「ミラダシ」シリーズにエビタイプ新発売、原料供給の安定性と風味品質両立【不二製油】
不二製油は13日、植物性ダシ製品「MIRADashi(ミラダシ)」シリーズから、エビタイプを新発売した。動物性原料や香料を使わずに、エビのような風味を実現した。「植物性原料のみで設計することで原料供給の安定性と風味品質を両立し、加工食品や高付加価値メニューの風味づくりから甲殻類のアレルギーを含まない商品まで幅広く活用できる」(同社)と訴求する。製品形態は5kg ピロー包材で、飲食店での調理などに扱いやすい250gパウチ包材の「ペースト植物ダシ-エビタイプ-」も発売している。賞味期限は360日。

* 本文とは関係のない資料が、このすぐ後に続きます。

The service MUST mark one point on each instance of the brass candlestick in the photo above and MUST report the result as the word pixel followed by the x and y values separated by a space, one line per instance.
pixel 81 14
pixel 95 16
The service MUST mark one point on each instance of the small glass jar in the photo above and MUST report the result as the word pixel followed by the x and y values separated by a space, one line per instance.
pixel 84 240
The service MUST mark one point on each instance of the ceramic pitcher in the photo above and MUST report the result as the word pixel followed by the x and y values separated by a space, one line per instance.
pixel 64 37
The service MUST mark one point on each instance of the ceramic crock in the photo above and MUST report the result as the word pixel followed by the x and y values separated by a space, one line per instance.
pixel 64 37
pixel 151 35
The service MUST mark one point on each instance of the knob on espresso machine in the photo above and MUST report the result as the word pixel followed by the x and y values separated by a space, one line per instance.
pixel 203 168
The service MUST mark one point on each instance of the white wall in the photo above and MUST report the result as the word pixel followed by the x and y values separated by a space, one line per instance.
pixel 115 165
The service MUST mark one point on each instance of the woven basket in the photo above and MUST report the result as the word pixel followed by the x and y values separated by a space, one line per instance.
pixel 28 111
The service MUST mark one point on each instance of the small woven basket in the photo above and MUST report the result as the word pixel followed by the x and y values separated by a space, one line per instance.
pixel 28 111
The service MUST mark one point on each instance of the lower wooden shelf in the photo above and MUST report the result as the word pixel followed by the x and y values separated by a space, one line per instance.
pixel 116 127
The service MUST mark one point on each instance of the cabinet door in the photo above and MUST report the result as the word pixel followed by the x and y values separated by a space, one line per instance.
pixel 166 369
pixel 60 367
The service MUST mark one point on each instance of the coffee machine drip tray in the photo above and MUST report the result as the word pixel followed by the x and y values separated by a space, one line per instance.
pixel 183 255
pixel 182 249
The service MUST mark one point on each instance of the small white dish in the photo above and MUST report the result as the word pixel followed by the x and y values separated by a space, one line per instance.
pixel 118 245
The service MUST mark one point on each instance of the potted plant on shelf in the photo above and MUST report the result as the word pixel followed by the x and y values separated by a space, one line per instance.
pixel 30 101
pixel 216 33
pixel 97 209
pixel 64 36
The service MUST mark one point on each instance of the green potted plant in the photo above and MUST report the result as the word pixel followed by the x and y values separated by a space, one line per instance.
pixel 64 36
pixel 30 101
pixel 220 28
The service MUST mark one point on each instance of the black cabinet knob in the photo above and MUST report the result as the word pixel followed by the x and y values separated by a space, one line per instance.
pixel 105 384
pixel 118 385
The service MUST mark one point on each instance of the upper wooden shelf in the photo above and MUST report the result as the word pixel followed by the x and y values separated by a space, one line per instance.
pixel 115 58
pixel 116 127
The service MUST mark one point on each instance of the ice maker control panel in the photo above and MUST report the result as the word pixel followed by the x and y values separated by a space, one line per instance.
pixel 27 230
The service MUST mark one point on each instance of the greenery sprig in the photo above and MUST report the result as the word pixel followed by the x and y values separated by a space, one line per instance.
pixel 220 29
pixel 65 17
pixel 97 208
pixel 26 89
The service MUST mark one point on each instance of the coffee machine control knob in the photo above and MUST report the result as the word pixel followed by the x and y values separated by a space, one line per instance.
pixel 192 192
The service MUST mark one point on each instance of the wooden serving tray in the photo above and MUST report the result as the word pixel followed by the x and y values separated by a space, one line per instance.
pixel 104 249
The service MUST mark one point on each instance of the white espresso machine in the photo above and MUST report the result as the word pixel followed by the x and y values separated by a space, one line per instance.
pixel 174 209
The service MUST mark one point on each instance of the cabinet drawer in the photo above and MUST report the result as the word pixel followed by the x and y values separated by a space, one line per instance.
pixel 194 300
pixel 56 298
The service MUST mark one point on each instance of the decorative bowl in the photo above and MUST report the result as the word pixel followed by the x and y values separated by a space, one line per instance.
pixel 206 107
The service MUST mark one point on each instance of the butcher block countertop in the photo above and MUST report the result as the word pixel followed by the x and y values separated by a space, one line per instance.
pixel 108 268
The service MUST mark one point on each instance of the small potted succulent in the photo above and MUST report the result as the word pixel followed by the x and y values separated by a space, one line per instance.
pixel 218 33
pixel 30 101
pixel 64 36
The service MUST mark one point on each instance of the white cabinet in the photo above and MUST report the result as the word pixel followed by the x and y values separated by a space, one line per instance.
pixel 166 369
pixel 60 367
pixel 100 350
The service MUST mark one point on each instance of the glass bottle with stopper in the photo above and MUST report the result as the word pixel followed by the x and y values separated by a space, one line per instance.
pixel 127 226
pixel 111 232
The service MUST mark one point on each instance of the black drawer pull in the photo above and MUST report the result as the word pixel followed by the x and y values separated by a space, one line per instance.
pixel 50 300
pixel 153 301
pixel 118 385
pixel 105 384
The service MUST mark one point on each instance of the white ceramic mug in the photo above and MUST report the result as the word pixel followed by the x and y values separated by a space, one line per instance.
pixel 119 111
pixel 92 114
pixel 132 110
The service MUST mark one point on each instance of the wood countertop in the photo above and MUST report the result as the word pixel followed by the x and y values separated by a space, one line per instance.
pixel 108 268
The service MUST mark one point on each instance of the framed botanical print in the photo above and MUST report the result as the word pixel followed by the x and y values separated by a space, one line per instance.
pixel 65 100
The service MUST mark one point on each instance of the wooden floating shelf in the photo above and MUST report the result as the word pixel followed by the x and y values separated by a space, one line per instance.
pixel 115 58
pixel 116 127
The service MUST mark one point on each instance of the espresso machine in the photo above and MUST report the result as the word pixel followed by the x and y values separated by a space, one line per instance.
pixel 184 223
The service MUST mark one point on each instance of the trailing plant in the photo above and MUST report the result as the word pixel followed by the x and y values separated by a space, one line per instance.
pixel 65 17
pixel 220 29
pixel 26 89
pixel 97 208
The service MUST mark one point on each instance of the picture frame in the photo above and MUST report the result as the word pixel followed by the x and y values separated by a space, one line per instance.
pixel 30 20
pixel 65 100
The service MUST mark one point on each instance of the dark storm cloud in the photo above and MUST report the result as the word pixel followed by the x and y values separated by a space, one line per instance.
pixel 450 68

同社は、植物性油脂とたん白の技術融合により生まれた技術ブランド「MIRACORE(ミラコア)」を有する。植物性素材で動物性食品特有の満足感・風味を実現する同技術を用いた「ミラダシ」シリーズはこれまで、チキン、ビーフ、白湯、カツオ、貝タイプの5製品を展開してきた。
今回のエビタイプ(製品名MIRA-DashiC700)は、生臭さのないクリアな香ばしさと、エビの殻やみそを思わせるコク深い風味を特徴としている。「オマール海老などを用いた高級な料理に求められる重層的な旨みや余韻を底上げする素材としても活用できる」(同社)。
同社によると近年、濃厚なエビ風味の料理や、甲殻類を多用するエスニック料理は、外食・中食・加工食品市場において高い人気を集めている。一方で、エビやカニなどの甲殻類は、海水温上昇や人手不足などによる供給量への影響が懸念されているという。加えて価格の変動リスクも高まっている。「ミラダシ」のエビタイプは、これらのニーズに対応する素材として提案する。
用途としては、パスタソースやラーメン、各種スープ、エスニックメニューに加え、菓子や加工食品まで幅広く想定する。